Court Opinion

ID: 9550812
Source: CourtListenerOpinion
Date Created: 2023-08-07 18:42:54.191945+00
Date Added: 2024-06-11T15:22:30.331149
License: Public Domain

HENRIOD, Justice:
 The State has no standing as a litigant-appellant in this case, since the basis for its appeal appears to be stranger to the only four bases upon which the State may appeal, enumerated in Title 77-39-4, Utah Code Annotated, 1953, and referred to in three recent Utah cases, which cases we believe to be dispositive here.1 The action of the trial court should not be disturbed.2
CALLISTER, C. J., and TUCKETT, J., concur.

. State v. Overson, 26 Utah 2d 313, 489 P.2d 110 (1971); State v.
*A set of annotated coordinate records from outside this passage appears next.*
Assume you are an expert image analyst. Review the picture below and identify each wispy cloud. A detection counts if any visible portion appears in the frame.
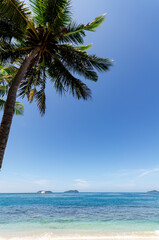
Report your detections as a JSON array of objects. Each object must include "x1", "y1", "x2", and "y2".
[
  {"x1": 33, "y1": 179, "x2": 51, "y2": 187},
  {"x1": 74, "y1": 178, "x2": 90, "y2": 189},
  {"x1": 139, "y1": 168, "x2": 159, "y2": 177}
]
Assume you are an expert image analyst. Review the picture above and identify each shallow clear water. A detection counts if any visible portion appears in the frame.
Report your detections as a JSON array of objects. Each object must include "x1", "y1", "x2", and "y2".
[{"x1": 0, "y1": 193, "x2": 159, "y2": 239}]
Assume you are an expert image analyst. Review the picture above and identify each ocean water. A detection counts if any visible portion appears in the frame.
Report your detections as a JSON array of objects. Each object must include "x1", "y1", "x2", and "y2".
[{"x1": 0, "y1": 193, "x2": 159, "y2": 240}]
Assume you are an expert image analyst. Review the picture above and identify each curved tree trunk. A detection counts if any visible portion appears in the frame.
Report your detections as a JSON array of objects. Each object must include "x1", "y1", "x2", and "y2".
[{"x1": 0, "y1": 48, "x2": 39, "y2": 168}]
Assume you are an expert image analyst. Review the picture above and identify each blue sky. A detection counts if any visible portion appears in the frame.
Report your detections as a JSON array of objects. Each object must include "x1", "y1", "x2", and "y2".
[{"x1": 0, "y1": 0, "x2": 159, "y2": 192}]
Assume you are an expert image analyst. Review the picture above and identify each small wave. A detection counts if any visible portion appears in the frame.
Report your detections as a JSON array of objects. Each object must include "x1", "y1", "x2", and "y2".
[{"x1": 0, "y1": 230, "x2": 159, "y2": 240}]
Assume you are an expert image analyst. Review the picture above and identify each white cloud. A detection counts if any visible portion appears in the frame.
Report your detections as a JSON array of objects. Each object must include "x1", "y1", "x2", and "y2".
[
  {"x1": 74, "y1": 178, "x2": 90, "y2": 189},
  {"x1": 139, "y1": 168, "x2": 159, "y2": 177},
  {"x1": 33, "y1": 179, "x2": 51, "y2": 187}
]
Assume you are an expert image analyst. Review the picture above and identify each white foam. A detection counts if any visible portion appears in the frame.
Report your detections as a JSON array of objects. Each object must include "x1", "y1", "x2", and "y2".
[{"x1": 0, "y1": 231, "x2": 159, "y2": 240}]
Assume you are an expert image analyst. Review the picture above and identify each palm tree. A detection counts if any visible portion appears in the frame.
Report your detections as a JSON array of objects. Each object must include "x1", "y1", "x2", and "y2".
[
  {"x1": 0, "y1": 0, "x2": 112, "y2": 168},
  {"x1": 0, "y1": 65, "x2": 24, "y2": 115}
]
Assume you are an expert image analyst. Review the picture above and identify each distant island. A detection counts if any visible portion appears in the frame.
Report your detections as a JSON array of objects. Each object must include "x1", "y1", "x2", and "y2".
[
  {"x1": 64, "y1": 190, "x2": 79, "y2": 193},
  {"x1": 37, "y1": 190, "x2": 53, "y2": 194},
  {"x1": 147, "y1": 190, "x2": 159, "y2": 193}
]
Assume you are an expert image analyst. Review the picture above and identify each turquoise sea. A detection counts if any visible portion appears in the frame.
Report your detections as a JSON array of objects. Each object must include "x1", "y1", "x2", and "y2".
[{"x1": 0, "y1": 193, "x2": 159, "y2": 240}]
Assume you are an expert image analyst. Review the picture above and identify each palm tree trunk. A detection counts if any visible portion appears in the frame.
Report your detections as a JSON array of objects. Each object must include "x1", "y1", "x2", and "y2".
[{"x1": 0, "y1": 48, "x2": 39, "y2": 168}]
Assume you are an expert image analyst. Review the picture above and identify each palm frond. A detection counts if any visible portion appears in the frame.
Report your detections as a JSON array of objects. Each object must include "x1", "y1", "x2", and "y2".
[
  {"x1": 30, "y1": 0, "x2": 70, "y2": 31},
  {"x1": 73, "y1": 43, "x2": 92, "y2": 51},
  {"x1": 0, "y1": 85, "x2": 7, "y2": 97},
  {"x1": 48, "y1": 59, "x2": 91, "y2": 100},
  {"x1": 0, "y1": 0, "x2": 31, "y2": 31},
  {"x1": 0, "y1": 42, "x2": 32, "y2": 65},
  {"x1": 14, "y1": 101, "x2": 24, "y2": 115},
  {"x1": 0, "y1": 98, "x2": 24, "y2": 115},
  {"x1": 62, "y1": 14, "x2": 105, "y2": 43},
  {"x1": 0, "y1": 98, "x2": 6, "y2": 111},
  {"x1": 0, "y1": 19, "x2": 24, "y2": 42}
]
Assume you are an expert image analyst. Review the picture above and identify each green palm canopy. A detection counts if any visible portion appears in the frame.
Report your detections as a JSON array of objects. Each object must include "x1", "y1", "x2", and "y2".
[
  {"x1": 0, "y1": 65, "x2": 24, "y2": 115},
  {"x1": 0, "y1": 0, "x2": 112, "y2": 167}
]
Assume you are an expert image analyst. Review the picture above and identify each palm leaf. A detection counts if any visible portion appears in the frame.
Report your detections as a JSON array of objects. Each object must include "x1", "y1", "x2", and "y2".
[
  {"x1": 14, "y1": 101, "x2": 24, "y2": 115},
  {"x1": 48, "y1": 59, "x2": 91, "y2": 100},
  {"x1": 0, "y1": 98, "x2": 24, "y2": 115},
  {"x1": 0, "y1": 0, "x2": 31, "y2": 31},
  {"x1": 63, "y1": 14, "x2": 105, "y2": 38}
]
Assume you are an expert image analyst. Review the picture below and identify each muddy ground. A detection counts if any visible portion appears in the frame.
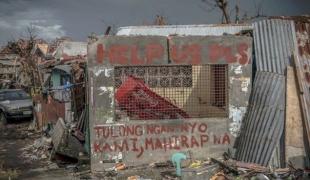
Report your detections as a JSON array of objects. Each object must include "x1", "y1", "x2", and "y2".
[{"x1": 0, "y1": 120, "x2": 80, "y2": 180}]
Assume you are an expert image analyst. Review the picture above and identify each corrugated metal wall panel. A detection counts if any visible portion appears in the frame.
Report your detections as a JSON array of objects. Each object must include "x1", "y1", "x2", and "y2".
[
  {"x1": 116, "y1": 24, "x2": 253, "y2": 36},
  {"x1": 236, "y1": 72, "x2": 285, "y2": 166},
  {"x1": 253, "y1": 19, "x2": 295, "y2": 74}
]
Callahan, 26 Utah 2d 304, 488 P.2d 1048 (1971); Hartman v. Weggeland, 19 Utah 2d 229, 429 P.2d 978 (1967), and though not a point treated in the opinion, was suggested in a concurrence in State v. Iverson, 10 Utah 2d 171, 350 P.2d 152 (1960).

. It is axiomatic that a jurisdictional question may be entertained at the trial or on appeal without resort to citation of authority or specific prayer on appeal.